- Classification: Catholic
- Founder: Abbot Joachim of Flora
- Origin: 1189
- Merged into: Order of Cîteaux
- Defunct: 1570

= Florians =

Ecclesiastical order

The Florians, in Latin Floriacenses, were an altogether independent order during the feudal era, and not, as some consider, a branch of the Cistercians.

==History==
The Order of Flora was founded in 1189 by the Abbot Joachim of Flora, by whom its constitutions were drawn up. Besides preserving a number of Cistercian observances, the founder added to the austerities of Cîteaux. The Florians went barefoot; their habits were white and very coarse. Their Breviary differed in the distribution of Offices from that of Cîteaux. The constitutions were approved by Pope Celestine III in 1196.

The order spread rapidly, soon numbering as many as thirty-five monasteries, but it seems not to have extended beyond Italy. In 1470, the regular abbots were replaced by commendatory abbots, but the abuses of this regime hastened the decline of the order.

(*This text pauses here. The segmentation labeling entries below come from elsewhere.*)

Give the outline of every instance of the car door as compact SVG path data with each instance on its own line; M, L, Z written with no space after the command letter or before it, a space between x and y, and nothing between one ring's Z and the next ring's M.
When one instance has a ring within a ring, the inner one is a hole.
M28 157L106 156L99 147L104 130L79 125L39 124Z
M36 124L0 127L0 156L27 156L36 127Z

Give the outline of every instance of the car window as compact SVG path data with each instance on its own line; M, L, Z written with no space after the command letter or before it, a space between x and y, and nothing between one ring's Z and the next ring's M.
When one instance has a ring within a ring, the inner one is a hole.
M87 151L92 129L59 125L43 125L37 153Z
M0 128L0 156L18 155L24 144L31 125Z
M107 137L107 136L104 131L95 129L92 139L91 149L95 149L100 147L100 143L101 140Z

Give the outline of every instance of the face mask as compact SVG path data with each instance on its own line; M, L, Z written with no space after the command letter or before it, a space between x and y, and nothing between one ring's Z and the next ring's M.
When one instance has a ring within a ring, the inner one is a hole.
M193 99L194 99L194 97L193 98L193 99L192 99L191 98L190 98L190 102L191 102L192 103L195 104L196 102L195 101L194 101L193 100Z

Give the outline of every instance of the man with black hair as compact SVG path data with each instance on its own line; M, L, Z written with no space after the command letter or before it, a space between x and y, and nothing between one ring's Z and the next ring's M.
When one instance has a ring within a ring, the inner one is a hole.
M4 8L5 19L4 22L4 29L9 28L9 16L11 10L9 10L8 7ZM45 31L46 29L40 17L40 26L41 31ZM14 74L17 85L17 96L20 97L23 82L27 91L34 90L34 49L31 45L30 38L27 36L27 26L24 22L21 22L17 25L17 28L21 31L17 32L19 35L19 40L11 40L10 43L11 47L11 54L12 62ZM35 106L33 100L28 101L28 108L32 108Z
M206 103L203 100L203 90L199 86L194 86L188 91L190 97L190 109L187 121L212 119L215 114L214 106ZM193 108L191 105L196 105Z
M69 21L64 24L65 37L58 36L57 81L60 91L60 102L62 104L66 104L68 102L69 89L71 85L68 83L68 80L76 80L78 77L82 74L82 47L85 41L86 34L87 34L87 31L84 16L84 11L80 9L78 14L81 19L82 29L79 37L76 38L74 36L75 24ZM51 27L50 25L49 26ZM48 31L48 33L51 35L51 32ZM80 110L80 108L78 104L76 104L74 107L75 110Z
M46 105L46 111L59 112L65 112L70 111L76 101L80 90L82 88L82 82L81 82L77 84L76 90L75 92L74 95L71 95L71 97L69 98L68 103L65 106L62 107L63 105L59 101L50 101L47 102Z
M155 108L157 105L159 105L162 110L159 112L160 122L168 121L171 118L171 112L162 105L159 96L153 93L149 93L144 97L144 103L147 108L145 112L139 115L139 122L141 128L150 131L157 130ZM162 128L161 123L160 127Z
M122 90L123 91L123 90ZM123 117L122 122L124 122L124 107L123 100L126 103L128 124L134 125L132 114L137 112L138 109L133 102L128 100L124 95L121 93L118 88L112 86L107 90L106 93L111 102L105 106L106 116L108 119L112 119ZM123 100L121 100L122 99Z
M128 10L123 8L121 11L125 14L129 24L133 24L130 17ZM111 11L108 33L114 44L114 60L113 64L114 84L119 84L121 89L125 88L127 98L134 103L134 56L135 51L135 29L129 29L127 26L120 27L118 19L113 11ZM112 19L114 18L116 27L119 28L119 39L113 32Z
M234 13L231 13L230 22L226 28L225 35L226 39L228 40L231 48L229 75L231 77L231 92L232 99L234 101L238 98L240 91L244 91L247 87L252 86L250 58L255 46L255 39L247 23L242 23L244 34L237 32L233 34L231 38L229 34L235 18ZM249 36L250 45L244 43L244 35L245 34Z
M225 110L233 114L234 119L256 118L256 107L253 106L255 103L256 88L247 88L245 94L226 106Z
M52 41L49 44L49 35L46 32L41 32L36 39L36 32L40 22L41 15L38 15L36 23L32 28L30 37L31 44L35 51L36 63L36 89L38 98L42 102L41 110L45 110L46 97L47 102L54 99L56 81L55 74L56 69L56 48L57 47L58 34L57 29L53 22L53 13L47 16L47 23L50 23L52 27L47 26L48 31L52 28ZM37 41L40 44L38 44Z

In 1505, the Abbey of Flora and its affiliated monasteries were united to the Order of Cîteaux. In 1515, other Florian monasteries united themselves to the Grande Chartreuse (Carthusians) or to the Dominicans, and in 1570, after a century under the regime of commendatory abbots, not a single independent monastery remained, and the Order of Flora had ceased to exist. Under the Abbot of Flora were also four monasteries of religious women, who followed the Florian rule.